After reading today’s Houston Chronicle, I realize that not only do the poor folks in Galveston and surrounding small towns suffer, but that Houston’s swankier residents also endured hardships due to this hurricane.

So, let me summarize two harrowing stories that appeared in today’s Houston Chronicle:

Ike’s Aftermath: Let Them eat…osso buco?

and Being Powerless Doesn’t Stop The Party

The rich are different from you and me. Their affluent abodes never take on affluence during storms. Many of Houston’s poshest pads accessorize their curbside appeal with invisible buried power lines invulnerable to tempests and the resulting inconvenience of blackouts.

However, some of the humbler River Oaks denizens found that Hurricane Ike failed to distinguish zip codes. Those whose electricity grows on tree poles evacuated to more welcoming climes, jetting to Paris, Aspen or New York (in summer, how gauche!). Those who lacked private aircraft sought out refuge in Four Seasons or Five Diamond lodgings around the Lone Star state. One socialite, already safely in Austin on “philanthropic business” found her suitcase(s) contained only “a cocktail dress, diamond earrings and running shorts and a t-shirt.” Hopefully, she also included some Jimmy Choos to complete that ensemble.

Houston’s movers and shakers weren’t spared moving and shaking from Hurricane Ike. The Houston Chronicle reports that “the prized Bentley of one major player was smashed by a tumbling tree.”

Thus, no one escapes hurricane or karmic forces. All are twisted in the enduring loop of samsara (suffering). Some of us just spend it shoveling sewage from our living rooms and others sweat over gala party rescheduling snafus at the toniest Tony’s restaurant.

Enlighten Up, Already!

 

Enlightenment leads Buddhists to Nirvana.  However, here in the post-Hurricane Ike Houston area more than one-half million of us wait not for enlightenment but for any sliver of illumination to lead us to the bathroom after sundown.

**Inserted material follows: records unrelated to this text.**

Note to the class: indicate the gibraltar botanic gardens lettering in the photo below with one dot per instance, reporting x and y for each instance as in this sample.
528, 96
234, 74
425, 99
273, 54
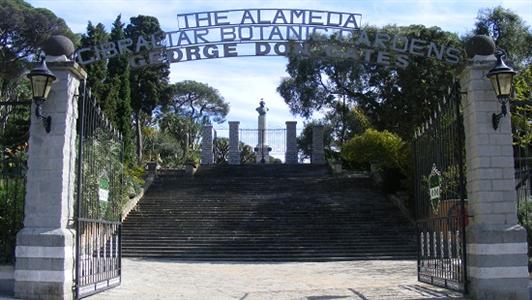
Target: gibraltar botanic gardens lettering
268, 32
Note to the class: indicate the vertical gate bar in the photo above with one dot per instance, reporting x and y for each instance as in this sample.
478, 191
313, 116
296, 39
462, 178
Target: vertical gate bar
79, 179
463, 216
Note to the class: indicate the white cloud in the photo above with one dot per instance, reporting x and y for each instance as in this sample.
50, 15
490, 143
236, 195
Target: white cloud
244, 81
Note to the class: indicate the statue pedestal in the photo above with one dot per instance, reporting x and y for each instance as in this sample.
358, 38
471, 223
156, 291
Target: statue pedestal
261, 153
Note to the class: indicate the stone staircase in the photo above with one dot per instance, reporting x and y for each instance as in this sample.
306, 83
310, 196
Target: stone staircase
266, 213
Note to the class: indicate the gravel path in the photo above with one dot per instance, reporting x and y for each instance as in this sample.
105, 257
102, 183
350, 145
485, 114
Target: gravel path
166, 279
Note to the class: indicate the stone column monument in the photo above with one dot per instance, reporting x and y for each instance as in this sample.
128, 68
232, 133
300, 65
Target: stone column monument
497, 265
262, 151
318, 151
207, 154
234, 151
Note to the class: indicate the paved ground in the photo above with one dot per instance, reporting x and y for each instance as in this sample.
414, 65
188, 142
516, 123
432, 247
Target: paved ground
167, 279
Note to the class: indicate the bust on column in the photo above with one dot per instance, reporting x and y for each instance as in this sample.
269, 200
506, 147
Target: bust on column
262, 151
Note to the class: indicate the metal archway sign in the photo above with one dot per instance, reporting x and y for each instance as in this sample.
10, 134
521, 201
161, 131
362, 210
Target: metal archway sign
267, 32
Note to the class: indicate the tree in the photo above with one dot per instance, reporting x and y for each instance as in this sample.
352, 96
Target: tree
23, 29
199, 104
97, 71
118, 74
508, 31
148, 84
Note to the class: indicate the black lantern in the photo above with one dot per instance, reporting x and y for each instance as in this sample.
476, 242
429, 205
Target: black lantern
41, 81
501, 77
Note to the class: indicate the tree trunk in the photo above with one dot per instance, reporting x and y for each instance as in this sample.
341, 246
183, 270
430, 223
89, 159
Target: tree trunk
138, 131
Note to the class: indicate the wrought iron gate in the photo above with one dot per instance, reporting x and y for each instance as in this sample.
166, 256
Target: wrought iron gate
98, 200
14, 134
440, 196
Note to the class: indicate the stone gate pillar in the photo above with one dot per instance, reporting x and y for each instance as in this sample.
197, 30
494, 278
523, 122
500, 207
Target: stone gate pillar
318, 152
497, 262
234, 140
207, 147
46, 245
291, 142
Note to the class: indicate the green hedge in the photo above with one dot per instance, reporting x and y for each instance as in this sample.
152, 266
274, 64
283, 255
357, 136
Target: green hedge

The Galveston area is without essential utilities such as electricity, potable water, sewage (except that which is in streets and homes). The University of Texas Medical Branch, Galveston’s largest medical facility as well as its largest employer, is shut, perhaps for months (I know, I tried unsuccessfully to get a prescription renewed from my doctor there). Texas A&M University’s marine branch will be land locked at College Station for at least a semester. Neighboring communities are in the same boat –literally with incongruous the sailing vessels in streets and yards.

In Houston, CenterPoint Energy, the regulated power company that handles power grids (or in our case, gridlocks), reports that more than 500,000 of residents are still without electricity, two weeks after Hurricane Ike attacked. According to a local TV report, CenterPoint may not have power restored to all its customers until November, so deep frying that Thanksgiving turkey outside may become a nutritional necessity rather than a Texas epicurean tradition.

By the way, CenterPoint Energy, one of the nation’s largest regulated energy utilities, is the step sibling of Reliant Energy, a deregulated electricity seller and wholesaler.  In other words, Reliant Energy is what you get when you flip your switch. CenterPoint gets Reliant Energy there. Therefore, I assume that neither Reliant Stadium — home of the Houston Texans so-called football team — nor Reliant Center — big profit-making convention center — both named for that unregulated power family ever worried about food rotting in their concession stands.

Zen teaches that a journey of a thousand miles begins with a single step. However, in Houston the journey toward our post-Ike re-enlightment sometimes falls several steps behind.

Fractured trees abound in every Houston neighborhood. One clean-up team, pruning broken limbs to assist a CenterPoint fix-it crew, accidently severed a functional electric line. The hot wire fell on to the roof of a house which immediately caught fire, thus bringing long-lost illumination temporarily to the neighborhood until the fire department doused the blaze. On the plus side, that house escaped any storm surge flooding during Hurricane Ike.